4 May 1553
Dear Lord Capulet,
“The love that lasts the longest is the love that can never be.” Lord Capulet, I am writing you to talk about my love for your daughter, Juliet. When Juliet and I first laid eyes on each other we fell in love just like that it was so fast, we were thinking about dating and possibly getting married. Juliet and I have been talking for some time now and I was wondering if you and your family could be so kind to possibly think about it. Before you say no please read this letter and the important reasons.
Juliet has been telling me how you want her to marry a nice, young, and rich man, I fit into all those categories, and you even said I was a gentleman at the party, “”He shall be endures, What, Goodman boy! I say, he shall” (Act, scene 5, line 80). Lord I am the best for your daughter and know I am, I would love, comfort and protect your daughter. As long as she’s in my hands she would not get hurt, she will be happy forever.

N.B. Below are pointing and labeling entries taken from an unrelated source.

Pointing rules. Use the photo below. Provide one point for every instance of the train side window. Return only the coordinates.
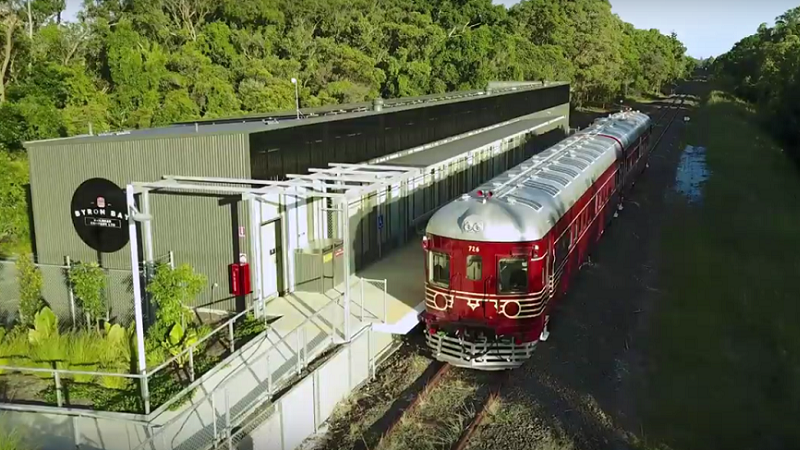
(439, 269)
(474, 268)
(513, 275)
(562, 250)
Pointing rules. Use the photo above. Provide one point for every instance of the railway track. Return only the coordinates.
(488, 385)
(485, 390)
(664, 120)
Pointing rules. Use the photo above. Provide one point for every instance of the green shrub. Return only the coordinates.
(10, 438)
(45, 326)
(29, 278)
(83, 353)
(88, 281)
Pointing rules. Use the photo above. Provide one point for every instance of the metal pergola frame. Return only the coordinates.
(340, 182)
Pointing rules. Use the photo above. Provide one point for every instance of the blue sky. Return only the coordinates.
(706, 27)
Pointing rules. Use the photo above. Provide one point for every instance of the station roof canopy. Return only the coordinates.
(285, 119)
(339, 181)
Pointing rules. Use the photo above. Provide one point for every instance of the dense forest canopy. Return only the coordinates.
(142, 63)
(764, 68)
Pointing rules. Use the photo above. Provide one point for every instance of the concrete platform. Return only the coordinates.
(393, 309)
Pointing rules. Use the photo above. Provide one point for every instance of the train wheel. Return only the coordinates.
(546, 331)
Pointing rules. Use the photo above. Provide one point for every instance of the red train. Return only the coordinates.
(497, 258)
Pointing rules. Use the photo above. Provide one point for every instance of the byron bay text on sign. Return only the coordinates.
(99, 215)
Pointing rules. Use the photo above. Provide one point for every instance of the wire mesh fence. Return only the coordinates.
(59, 297)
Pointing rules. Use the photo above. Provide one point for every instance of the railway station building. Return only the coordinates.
(453, 142)
(310, 219)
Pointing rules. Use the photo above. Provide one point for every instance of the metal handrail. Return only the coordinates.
(229, 324)
(271, 383)
(385, 289)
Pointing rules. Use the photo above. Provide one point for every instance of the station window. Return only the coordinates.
(474, 268)
(513, 275)
(439, 269)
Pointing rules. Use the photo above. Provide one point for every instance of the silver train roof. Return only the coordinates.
(528, 200)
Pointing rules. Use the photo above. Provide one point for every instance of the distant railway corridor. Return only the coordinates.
(439, 406)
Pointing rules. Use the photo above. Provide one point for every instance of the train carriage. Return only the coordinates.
(497, 258)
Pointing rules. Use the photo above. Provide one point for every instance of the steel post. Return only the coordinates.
(137, 296)
(68, 263)
(345, 218)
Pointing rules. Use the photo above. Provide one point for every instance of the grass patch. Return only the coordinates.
(439, 418)
(356, 420)
(725, 352)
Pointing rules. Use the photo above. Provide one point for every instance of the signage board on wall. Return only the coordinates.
(99, 213)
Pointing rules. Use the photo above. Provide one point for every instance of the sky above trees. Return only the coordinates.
(706, 27)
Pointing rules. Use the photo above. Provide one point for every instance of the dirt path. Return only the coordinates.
(580, 389)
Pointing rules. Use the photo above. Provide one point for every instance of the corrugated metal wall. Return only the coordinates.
(200, 229)
(405, 208)
(296, 149)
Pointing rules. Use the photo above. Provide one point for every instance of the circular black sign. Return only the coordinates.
(100, 215)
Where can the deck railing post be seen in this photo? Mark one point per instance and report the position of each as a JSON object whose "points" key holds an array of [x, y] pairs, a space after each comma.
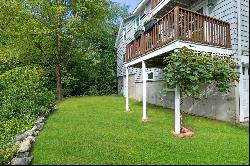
{"points": [[176, 22]]}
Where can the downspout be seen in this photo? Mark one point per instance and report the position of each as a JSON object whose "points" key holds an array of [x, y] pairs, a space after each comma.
{"points": [[241, 117], [239, 27]]}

Lord I know that our families have a lot of hatred towards each other but I have neither hate to you nor your family; you hate my father not me. I am not your enemy if anything I am your friend sir. If Juliet and I were together it would definitely end this rivalry between our families, I promise. We wouldn’t have to worry about any battles, competitions, or fights. Such as the one that almost occurred at your feast, “Fetch me my rapier, boy—What, dares the slave Come hither, covered with an antic face,” (Act 1, scene 5, line 55). These examples of fights could more and likely be ended with the peace of marriage of Juliet and I.